De gezichtjes van Helga en Willeke klaren op; nu wordt het in ieder geval in de keuken een stuk plezieriger. De vijftien kinderen rennen naar het huis van Helga en Willeke; ze schrikken als ze de berg afwas in de keuken ontdekken. "Hebben jullie geen afwasmachine?" vraagt Hanneke. "Ja, die hebben we wel," antwoordt Helga, "maar mama vindt dat het veel te lang duurt en ze heeft straks de kopjes weer nodig." "Nu krijgen die dames een glaasje likeur en voordat ze naar huis gaan krijgen ze weer koffie," legt Willeke uit. "Dan lopen ze dus niet teut over de straat te waggelen," begrijpt Bas. "Moeten die toastjes bij de likeur gegeven worden," vraagt Hanneke, "dan moeten we die eerst maar klaarmaken."
Gelukkig zijn Hanneke, Monique en Fatima handig in het fabriceren van toastjes; alle spullen om die dingen te maken staan klaar op de tafel. Bert, Ron, Eddy en Hans beginnen alvast aan de afwas; de anderen ruimen de keuken een beetje op; zó lijkt het niet zoveel werk meer. Wanneer er vier schalen met toastjes klaar zijn, zegt Boris: "Kom, Bas, die brengen wij wel even rond."

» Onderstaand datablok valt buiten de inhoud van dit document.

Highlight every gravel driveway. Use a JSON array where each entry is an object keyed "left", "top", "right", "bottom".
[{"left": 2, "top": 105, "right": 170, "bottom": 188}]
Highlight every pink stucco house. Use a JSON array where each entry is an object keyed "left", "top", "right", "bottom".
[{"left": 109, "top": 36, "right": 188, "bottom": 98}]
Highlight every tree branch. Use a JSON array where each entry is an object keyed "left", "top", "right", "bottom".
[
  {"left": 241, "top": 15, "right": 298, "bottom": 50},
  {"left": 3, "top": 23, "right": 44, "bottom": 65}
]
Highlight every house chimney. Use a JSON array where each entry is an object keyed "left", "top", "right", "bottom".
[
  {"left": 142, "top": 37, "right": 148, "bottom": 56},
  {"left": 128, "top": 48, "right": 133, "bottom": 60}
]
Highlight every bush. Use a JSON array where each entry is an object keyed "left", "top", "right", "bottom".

De tweeling pakt de schalen en loopt naar de huiskamer; ze zetten ieder één schaal op de tafel, die midden in de kamer staat en met de andere gaan ze langs de dames. De tweeling stopt iedere mevrouw een toastje in haar hand en zegt: "Hier is een toastje, gauw opeten anders knoeit u." Het wordt doodstil in de kamer, want de dames zitten allemaal hun toastje te eten.
Bas en Boris pakken nu de andere schalen en gaan nog een keertje rond. Wanneer de vier schalen leeg zijn, lopen ze terug naar de keuken. "Hebben jullie nog meer toastjes?" vraagt Bas, "die dingen gaan erin als koek." De spullen om toastjes te maken zijn helaas op en Helga zegt dat ze geen toastjes meer kunnen maken. "O, dat lukt best," vindt Boris en hij kijkt eens in de keukenkastjes. "Toastjes met pindakaas zijn ook heel lekker," vindt Boris, "vooral als je daar chocoladehagelslag op doet." "Toastjes met huisvuil smaken ook wel," vindt Bas en hij pakt een pot sandwichspread.

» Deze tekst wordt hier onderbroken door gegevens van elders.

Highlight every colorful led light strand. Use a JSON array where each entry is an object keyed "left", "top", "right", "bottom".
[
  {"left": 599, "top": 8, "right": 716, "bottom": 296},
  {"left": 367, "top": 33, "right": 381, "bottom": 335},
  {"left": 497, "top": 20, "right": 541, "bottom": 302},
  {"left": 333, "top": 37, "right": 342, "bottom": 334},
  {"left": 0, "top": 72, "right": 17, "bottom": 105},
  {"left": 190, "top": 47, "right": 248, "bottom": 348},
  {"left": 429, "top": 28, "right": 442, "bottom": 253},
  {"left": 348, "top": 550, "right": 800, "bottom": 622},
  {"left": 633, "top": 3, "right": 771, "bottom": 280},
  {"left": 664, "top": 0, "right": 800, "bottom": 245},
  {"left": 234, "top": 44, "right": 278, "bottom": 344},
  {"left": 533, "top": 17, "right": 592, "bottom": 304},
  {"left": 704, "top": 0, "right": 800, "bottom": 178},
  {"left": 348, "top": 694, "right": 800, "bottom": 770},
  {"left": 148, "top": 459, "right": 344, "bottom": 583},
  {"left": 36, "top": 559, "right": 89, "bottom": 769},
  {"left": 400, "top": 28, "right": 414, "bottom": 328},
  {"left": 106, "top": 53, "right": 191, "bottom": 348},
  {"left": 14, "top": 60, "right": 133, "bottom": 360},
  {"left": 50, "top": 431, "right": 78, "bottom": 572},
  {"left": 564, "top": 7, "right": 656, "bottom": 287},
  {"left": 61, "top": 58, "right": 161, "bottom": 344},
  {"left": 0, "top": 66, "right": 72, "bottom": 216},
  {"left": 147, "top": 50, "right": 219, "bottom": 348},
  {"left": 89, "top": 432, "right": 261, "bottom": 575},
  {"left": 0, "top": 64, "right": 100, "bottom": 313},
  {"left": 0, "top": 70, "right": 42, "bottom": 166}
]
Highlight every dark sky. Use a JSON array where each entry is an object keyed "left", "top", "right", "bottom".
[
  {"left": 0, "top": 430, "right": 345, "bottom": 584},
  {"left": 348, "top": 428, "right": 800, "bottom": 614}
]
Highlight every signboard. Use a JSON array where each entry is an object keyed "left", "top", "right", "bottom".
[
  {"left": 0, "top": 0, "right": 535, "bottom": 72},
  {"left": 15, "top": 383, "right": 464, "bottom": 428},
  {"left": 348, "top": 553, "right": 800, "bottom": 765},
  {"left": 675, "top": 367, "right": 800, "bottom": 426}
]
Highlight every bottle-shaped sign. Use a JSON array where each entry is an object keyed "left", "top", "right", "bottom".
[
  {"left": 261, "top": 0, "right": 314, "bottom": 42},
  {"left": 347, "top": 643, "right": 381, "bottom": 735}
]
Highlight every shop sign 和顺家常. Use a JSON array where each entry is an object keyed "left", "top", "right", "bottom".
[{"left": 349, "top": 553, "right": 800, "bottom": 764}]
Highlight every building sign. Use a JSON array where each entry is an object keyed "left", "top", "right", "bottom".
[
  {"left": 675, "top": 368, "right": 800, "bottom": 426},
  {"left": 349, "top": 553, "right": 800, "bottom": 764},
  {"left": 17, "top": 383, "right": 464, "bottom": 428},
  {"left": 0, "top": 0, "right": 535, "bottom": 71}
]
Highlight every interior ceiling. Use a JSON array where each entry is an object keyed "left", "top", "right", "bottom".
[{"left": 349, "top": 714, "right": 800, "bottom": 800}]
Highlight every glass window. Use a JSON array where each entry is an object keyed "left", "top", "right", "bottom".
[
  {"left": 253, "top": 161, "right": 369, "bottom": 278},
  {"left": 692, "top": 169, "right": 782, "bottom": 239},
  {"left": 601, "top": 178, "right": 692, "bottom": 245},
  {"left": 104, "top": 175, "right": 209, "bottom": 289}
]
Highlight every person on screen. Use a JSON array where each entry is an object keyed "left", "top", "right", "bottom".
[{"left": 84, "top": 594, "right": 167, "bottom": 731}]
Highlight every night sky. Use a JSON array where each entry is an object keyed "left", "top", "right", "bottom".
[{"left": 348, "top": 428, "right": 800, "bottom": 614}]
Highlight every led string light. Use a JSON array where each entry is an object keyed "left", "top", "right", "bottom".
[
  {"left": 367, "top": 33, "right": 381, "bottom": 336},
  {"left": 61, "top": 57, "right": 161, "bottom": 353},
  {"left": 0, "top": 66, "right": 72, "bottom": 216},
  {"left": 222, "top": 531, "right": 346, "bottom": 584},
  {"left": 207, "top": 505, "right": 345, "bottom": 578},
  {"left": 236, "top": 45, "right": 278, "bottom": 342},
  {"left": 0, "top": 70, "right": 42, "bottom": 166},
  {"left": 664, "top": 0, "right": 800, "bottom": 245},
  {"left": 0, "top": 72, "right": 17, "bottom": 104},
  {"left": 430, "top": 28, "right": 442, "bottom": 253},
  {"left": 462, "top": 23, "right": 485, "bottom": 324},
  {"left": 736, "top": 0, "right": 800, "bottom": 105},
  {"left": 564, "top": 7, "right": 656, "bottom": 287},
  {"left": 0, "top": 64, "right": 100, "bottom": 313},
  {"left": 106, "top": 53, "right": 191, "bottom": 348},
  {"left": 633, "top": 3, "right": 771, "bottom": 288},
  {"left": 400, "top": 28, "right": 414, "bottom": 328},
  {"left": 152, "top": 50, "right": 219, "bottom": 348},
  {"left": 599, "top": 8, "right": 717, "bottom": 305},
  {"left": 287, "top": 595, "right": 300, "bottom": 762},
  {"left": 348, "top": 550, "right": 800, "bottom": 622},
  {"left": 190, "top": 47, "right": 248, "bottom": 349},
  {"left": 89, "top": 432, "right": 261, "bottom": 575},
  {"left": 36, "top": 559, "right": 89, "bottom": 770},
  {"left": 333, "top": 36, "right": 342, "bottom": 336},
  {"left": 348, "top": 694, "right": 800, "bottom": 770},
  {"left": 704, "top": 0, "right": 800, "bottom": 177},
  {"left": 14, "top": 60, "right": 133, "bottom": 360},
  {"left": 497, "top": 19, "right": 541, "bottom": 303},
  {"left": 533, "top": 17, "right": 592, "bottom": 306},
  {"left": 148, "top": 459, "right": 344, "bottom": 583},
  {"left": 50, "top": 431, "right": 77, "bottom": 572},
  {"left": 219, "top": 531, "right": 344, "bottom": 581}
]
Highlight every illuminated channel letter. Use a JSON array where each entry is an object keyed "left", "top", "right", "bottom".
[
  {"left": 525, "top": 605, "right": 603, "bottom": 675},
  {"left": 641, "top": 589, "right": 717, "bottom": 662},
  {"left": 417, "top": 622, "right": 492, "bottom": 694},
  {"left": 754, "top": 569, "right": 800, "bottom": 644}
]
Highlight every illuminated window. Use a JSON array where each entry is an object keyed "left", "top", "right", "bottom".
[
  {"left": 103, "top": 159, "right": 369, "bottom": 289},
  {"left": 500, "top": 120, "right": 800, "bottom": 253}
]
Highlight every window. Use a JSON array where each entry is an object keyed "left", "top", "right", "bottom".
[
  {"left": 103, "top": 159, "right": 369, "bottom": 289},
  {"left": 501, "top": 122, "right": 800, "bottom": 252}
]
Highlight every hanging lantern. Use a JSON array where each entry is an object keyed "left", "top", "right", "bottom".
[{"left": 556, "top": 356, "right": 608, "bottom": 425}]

Vlug maken de meisjes weer een heleboel toastjes klaar en Bas en Boris lopen naar de huiskamer; daar worden ze tegengehouden door de moeder van Helga en Willeke, die vol afschuw naar de nieuwe toastjes kijkt. "Ga gauw terug naar de keuken," zegt moeder, "dit kan echt niet; en waar zijn mijn dochters?" "In de keuken," antwoordt Bas, "en wij zijn een handje aan het helpen." "Zo zijn Helga en Willeke tenminste gauw klaar en kunnen lekker samen nog een poosje naar de beek, want nu schijnt de zon," legt Boris uit. "Hanneke is al koffie aan het zetten," vertelt Bas nog even, "dus er hoeft straks niemand lazerus naar huis."

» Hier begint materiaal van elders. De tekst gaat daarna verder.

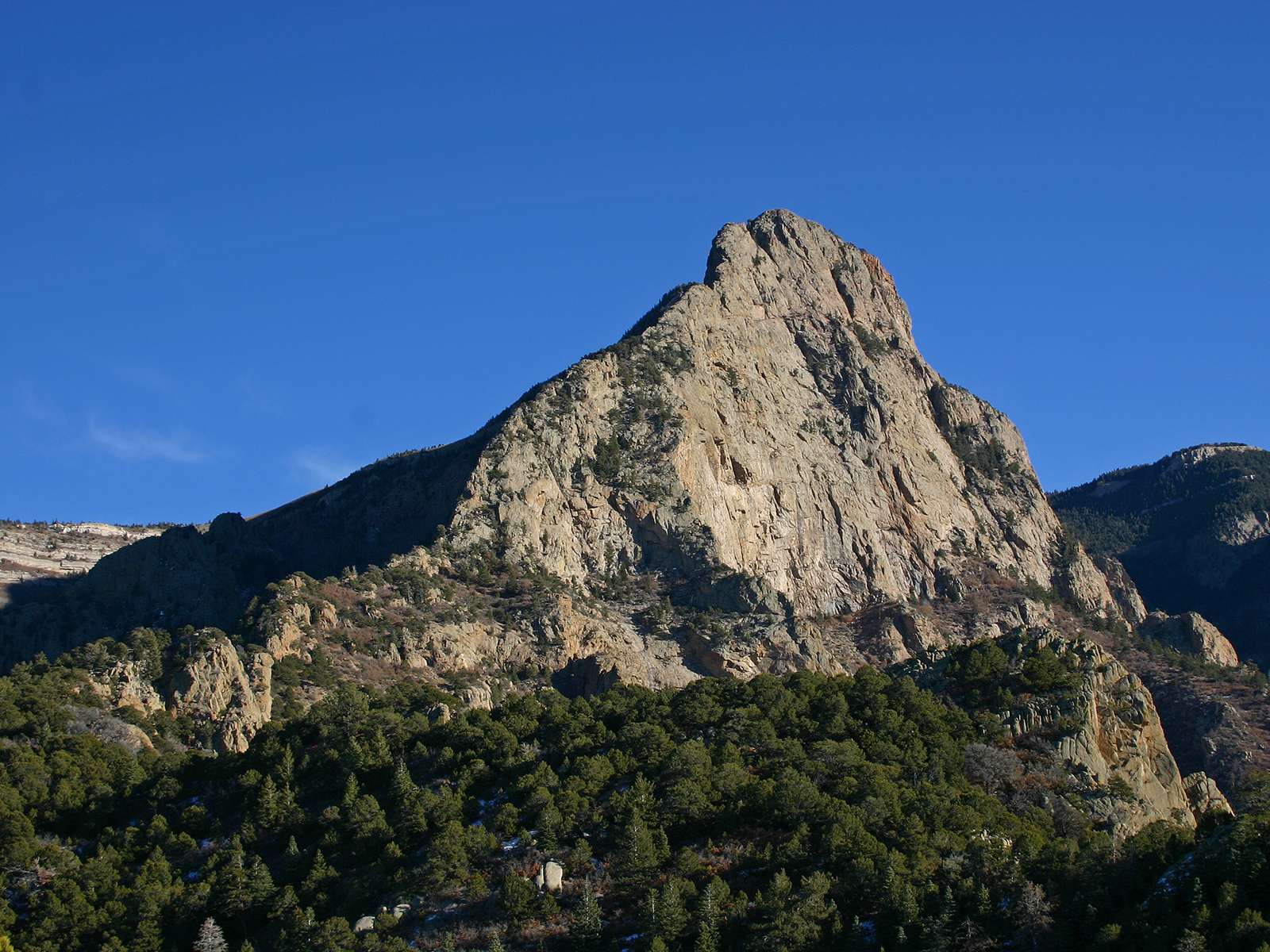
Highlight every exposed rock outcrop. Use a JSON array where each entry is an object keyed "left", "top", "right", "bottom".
[
  {"left": 66, "top": 704, "right": 154, "bottom": 754},
  {"left": 1050, "top": 443, "right": 1270, "bottom": 666},
  {"left": 1141, "top": 612, "right": 1240, "bottom": 668},
  {"left": 429, "top": 212, "right": 1113, "bottom": 614},
  {"left": 167, "top": 632, "right": 273, "bottom": 753},
  {"left": 89, "top": 660, "right": 164, "bottom": 715}
]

De vriendinnen van Helga en Willekes moeder zitten met spanning te luisteren naar wat de tweeling beweert. "Maar wij drinken maar twee glaasjes likeur," zegt een van de dames, "daar hebben wij heus geen last van." "Dat is heel sterke troep," zegt Boris, die naar de verzameling flessen heeft gekeken, die intussen op de tafel staat, "Daar word je hartstikke teut van." "Ja," legt Bas nog even uit, "dat hebben we een keertje geprobeerd en dat was helemaal niet leuk."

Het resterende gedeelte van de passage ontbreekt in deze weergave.